Absent à l’audience correctionnelle de mardi mais représenté par son avocate Me Laurence Cormouls-Houlès, Khalid, un Marocain de 43 ans, était poursuivi pour « menace d’atteinte aux biens par un moyen dangereux » et « menace de mort » à l’encontre du directeur départemental de la sécurité publique de l’Aude, le commissaire Xavier Gay-Heuzey, et du chef de la police municipale de Carcassonne, Xavier Lagasset.

« Je vais te mettre une balle entre les deux yeux. »

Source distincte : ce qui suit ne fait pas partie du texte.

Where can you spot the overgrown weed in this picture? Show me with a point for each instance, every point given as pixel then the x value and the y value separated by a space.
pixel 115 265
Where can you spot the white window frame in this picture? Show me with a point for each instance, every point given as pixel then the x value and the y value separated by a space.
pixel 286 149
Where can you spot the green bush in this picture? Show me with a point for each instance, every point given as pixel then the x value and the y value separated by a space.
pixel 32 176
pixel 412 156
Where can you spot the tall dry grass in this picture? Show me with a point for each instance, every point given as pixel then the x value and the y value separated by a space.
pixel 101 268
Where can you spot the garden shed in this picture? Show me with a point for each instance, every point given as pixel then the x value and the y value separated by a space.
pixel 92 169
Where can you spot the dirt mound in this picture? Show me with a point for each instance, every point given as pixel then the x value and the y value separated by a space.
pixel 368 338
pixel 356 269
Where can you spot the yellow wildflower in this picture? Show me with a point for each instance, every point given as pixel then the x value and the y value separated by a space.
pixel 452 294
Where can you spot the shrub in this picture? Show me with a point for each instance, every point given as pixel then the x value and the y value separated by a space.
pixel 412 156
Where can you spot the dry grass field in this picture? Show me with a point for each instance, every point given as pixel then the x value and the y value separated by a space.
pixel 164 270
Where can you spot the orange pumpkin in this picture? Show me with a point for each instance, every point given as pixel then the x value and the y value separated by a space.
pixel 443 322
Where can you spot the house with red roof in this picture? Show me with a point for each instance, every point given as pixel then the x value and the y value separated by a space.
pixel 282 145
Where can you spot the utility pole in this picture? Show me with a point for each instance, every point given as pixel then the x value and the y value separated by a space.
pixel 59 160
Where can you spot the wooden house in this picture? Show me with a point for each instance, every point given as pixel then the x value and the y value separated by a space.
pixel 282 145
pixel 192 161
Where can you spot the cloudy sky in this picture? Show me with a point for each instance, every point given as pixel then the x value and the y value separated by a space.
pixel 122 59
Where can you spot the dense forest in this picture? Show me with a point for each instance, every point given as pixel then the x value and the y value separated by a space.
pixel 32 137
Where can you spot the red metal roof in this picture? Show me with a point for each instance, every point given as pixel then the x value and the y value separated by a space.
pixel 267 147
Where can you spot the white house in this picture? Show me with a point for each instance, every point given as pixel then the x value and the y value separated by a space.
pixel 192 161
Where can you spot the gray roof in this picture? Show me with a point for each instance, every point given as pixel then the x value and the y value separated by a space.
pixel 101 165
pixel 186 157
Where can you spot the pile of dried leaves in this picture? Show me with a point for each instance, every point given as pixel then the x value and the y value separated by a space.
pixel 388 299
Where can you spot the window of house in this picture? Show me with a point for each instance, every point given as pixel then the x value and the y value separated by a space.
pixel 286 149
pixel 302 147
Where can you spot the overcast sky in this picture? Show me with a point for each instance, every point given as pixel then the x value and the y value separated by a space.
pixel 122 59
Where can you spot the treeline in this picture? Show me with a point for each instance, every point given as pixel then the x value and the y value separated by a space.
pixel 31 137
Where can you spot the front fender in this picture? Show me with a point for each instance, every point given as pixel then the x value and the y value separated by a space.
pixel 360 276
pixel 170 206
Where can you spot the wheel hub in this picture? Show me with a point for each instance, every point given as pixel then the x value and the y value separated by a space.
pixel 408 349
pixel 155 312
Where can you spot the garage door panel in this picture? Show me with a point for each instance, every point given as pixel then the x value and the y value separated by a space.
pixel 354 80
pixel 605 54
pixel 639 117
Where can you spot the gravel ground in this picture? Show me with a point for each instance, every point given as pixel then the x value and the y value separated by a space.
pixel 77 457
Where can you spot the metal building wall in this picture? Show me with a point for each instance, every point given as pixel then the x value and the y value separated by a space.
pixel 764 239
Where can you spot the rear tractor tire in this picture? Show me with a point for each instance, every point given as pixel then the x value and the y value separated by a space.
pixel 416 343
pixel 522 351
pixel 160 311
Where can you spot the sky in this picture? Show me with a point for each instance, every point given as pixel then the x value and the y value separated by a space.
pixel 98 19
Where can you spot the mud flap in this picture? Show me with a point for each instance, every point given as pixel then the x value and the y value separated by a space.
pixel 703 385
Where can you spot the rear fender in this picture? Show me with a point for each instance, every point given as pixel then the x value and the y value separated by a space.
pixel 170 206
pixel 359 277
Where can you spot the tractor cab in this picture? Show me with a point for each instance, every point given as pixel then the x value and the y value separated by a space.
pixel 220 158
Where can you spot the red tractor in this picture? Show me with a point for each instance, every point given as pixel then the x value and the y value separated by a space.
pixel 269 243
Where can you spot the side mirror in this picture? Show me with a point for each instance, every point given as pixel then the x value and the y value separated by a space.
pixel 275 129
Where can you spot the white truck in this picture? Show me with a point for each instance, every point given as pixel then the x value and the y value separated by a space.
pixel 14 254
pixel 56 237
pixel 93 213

Le 22 mars 2016, c’est tout d’abord Xavier Lagasset qui a déposé plainte au commissariat, pour dénoncer quatre appels malveillants reçus au poste de la rue Aimé-Ramond, au beau milieu de la nuit du 19 mars 2016. Huit jours avant, ce sont vingt-trois messages qui avaient été enregistrés sur la boîte vocale. Morceaux choisis : « Je vais te mettre une balle entre les deux yeux », ou encore « je vous descendrais vous et votre police nationale ! ».

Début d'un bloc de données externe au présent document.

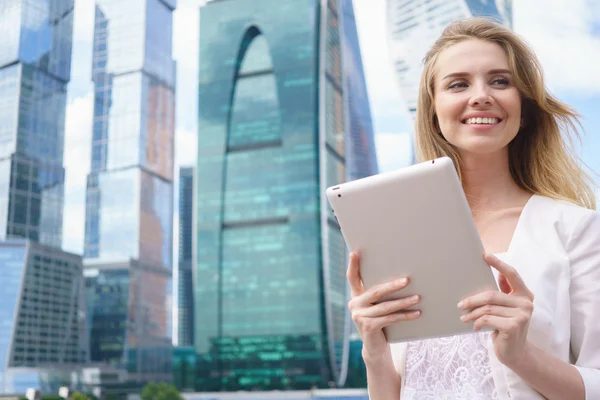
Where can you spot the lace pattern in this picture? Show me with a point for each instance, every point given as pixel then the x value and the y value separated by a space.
pixel 449 368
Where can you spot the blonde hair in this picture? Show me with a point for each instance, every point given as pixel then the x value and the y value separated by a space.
pixel 541 157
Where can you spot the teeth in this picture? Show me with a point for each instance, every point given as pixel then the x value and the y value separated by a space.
pixel 489 121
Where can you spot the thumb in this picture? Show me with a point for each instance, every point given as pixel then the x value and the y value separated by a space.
pixel 503 284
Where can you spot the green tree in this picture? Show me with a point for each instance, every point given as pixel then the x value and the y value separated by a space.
pixel 160 391
pixel 79 396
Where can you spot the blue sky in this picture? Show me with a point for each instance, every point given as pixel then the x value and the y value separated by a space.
pixel 564 33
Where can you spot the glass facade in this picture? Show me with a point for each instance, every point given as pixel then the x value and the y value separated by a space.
pixel 185 315
pixel 35 64
pixel 129 199
pixel 270 287
pixel 42 311
pixel 128 319
pixel 413 26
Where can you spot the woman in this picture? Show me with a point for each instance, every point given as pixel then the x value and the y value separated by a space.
pixel 483 103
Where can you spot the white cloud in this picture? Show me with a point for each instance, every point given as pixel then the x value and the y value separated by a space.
pixel 394 150
pixel 562 35
pixel 384 95
pixel 186 147
pixel 185 50
pixel 77 165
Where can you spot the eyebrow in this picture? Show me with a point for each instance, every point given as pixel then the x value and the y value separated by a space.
pixel 462 74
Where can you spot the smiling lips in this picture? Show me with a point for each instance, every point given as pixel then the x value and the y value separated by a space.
pixel 482 121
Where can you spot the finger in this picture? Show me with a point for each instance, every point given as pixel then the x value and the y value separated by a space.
pixel 376 293
pixel 512 276
pixel 376 324
pixel 501 324
pixel 353 275
pixel 490 297
pixel 389 307
pixel 499 311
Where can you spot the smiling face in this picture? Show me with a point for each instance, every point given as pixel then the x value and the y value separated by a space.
pixel 477 106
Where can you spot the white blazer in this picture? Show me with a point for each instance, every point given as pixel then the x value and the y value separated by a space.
pixel 556 249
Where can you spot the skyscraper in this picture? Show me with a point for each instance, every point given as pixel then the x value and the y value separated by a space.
pixel 35 67
pixel 42 334
pixel 43 341
pixel 129 211
pixel 283 114
pixel 185 304
pixel 413 26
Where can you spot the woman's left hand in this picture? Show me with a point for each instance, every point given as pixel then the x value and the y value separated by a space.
pixel 507 311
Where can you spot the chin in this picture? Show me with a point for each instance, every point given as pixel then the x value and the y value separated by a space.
pixel 481 147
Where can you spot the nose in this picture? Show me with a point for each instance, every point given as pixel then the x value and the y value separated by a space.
pixel 481 96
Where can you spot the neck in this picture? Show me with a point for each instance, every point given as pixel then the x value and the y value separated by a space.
pixel 487 181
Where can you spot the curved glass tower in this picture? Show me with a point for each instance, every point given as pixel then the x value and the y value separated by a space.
pixel 283 114
pixel 413 26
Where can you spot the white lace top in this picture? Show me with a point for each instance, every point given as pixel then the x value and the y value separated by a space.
pixel 447 368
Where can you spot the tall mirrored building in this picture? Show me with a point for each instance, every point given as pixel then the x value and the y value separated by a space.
pixel 283 114
pixel 129 211
pixel 414 25
pixel 43 341
pixel 35 65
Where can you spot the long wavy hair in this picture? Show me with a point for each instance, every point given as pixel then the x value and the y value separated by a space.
pixel 541 157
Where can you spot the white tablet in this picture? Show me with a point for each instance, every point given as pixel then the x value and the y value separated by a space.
pixel 416 222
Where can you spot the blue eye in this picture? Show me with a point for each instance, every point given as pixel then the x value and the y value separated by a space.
pixel 459 84
pixel 501 81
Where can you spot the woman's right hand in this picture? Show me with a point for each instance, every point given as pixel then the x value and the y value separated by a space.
pixel 370 315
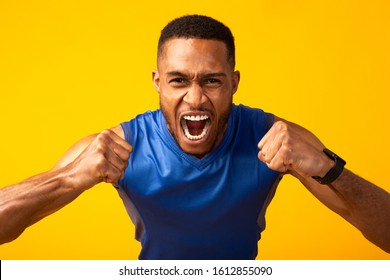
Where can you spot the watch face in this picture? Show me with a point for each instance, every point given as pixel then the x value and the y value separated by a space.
pixel 334 172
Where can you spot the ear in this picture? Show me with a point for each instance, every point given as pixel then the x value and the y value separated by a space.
pixel 236 80
pixel 156 80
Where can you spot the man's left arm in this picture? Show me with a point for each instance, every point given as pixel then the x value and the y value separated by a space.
pixel 292 149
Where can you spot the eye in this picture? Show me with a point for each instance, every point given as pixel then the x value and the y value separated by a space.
pixel 177 81
pixel 212 82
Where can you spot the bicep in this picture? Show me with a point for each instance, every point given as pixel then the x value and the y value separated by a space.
pixel 76 149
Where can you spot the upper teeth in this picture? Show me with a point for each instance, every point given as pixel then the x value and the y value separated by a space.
pixel 196 118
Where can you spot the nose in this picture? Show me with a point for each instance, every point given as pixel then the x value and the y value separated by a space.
pixel 195 96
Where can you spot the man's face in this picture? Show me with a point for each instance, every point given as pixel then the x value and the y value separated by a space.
pixel 196 84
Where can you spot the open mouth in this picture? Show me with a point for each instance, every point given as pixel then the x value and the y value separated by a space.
pixel 195 127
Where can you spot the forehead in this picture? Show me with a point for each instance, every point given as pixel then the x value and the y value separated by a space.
pixel 194 53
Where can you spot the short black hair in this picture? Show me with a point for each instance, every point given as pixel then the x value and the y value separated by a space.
pixel 198 27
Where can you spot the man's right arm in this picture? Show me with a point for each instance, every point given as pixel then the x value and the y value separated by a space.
pixel 96 158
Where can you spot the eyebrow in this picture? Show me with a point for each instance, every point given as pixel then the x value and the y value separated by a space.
pixel 205 75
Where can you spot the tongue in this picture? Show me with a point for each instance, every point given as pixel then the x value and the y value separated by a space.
pixel 195 127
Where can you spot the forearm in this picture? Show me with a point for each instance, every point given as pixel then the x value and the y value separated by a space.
pixel 23 204
pixel 368 207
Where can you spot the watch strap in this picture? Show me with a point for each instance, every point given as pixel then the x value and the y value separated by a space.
pixel 335 171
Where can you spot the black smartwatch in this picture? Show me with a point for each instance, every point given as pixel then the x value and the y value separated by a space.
pixel 334 172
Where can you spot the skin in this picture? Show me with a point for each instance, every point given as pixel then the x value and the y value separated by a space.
pixel 195 77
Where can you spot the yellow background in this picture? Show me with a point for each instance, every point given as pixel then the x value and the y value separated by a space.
pixel 72 68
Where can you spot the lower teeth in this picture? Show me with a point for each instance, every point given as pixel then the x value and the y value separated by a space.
pixel 194 137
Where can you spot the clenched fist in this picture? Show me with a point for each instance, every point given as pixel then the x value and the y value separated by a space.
pixel 290 148
pixel 103 160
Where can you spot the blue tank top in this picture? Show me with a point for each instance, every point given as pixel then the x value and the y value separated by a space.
pixel 189 208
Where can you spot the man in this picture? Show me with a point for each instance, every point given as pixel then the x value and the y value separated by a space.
pixel 197 176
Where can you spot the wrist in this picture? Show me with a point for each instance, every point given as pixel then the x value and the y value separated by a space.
pixel 334 172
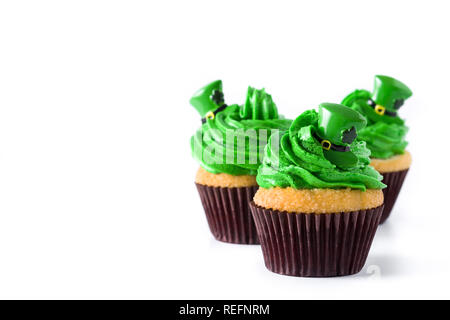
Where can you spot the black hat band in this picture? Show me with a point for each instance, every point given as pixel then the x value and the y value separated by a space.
pixel 381 110
pixel 328 145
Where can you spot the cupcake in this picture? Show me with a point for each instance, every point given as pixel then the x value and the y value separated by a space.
pixel 228 147
pixel 385 133
pixel 319 201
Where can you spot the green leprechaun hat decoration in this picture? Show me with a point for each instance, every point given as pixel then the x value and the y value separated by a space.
pixel 337 128
pixel 389 95
pixel 209 100
pixel 383 103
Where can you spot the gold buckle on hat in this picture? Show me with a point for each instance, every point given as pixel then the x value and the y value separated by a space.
pixel 210 115
pixel 326 144
pixel 380 110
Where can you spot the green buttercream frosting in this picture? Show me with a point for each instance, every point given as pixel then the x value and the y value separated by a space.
pixel 233 142
pixel 384 133
pixel 301 161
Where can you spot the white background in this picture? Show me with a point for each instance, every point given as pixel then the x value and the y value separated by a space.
pixel 97 195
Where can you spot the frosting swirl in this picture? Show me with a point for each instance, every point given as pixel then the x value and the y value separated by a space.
pixel 300 162
pixel 233 142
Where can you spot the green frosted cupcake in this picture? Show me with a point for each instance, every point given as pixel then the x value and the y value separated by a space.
pixel 319 201
pixel 228 147
pixel 385 133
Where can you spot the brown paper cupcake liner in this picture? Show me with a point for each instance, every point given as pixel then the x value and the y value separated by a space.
pixel 315 245
pixel 228 214
pixel 394 181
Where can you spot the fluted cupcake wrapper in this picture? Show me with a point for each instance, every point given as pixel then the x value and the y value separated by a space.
pixel 228 214
pixel 394 181
pixel 315 245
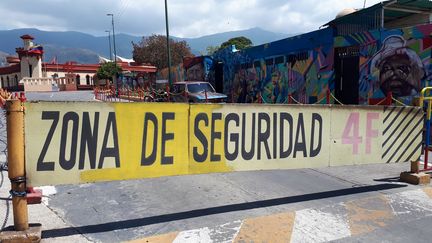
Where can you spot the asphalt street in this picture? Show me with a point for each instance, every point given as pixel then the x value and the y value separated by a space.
pixel 340 204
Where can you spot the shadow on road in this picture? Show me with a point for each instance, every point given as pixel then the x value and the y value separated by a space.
pixel 132 223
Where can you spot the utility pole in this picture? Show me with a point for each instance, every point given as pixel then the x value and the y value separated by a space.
pixel 115 57
pixel 109 41
pixel 168 45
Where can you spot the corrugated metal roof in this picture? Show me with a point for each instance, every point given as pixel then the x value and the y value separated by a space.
pixel 393 10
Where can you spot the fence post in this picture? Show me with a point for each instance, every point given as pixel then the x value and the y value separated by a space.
pixel 16 169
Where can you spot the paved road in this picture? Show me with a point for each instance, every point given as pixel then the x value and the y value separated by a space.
pixel 342 204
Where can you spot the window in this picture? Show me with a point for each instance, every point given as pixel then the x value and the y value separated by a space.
pixel 279 60
pixel 269 61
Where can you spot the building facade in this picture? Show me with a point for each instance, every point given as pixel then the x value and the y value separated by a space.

Les plaintes déposées par le chef de la police municipale de Carcassonne et le patron des policiers audois, les investigations téléphoniques ont rapidement permis de remonter à Khalid. Lors de sa garde à vue, le qua-
dragénaire a expliqué avoir agi comme un robot, après la mise en fourrière de son scooter et l’échec d’un recours pour le récupérer. « Si mon client a pu avoir des propos déplacés, a souligné Me Cormouls-Houlès, c’est parce qu’il a des problèmes avec la police depuis vingt-et-un an. Il n’a même pas signé son procès-verbal d’audition. » Pour éclairer un peu plus ce dossier, la présidente Céline Fleury a précisé que plusieurs
expertises psychiatriques avaient été pratiquées « pour se prononcer sur la responsabilité du prévenu ». Des expertises qui ont révélé chez Khalid une personnalité paranoïaque.

6 mois ferme requis

Pour le substitut du procureur Éric Lapeyre, les propos tenus par le prévenu à l’encontre des représentants de l’autorité publique « sont inadmissibles. Eux qui sont les garants de notre sécurité et de notre liberté. Il parle de mettre le feu au poste, de tuer des policiers… » Une peine de huit mois de prison, dont deux mois avec sursis assortis d’une mise à l’épreuve de trente-six mois a ainsi été requise par le représentant du  ministère public.

La parole revenant toujours en dernier à la défense, Me Cormouls-Houlès a mis en balance les deux rapports d’expertise rendus : « L’un nous dit que la responsabilité de mon client est engagée, l’autre parle d’une abolition du discernement au moment du passage à l’acte. Mon client est atteint d’une psychose paranoïaque, il n’y a pas de responsabilité pénale ! ». Au final, le tribunal a estimé que oui, et simplement condamné Khalid à 300 € d’amende.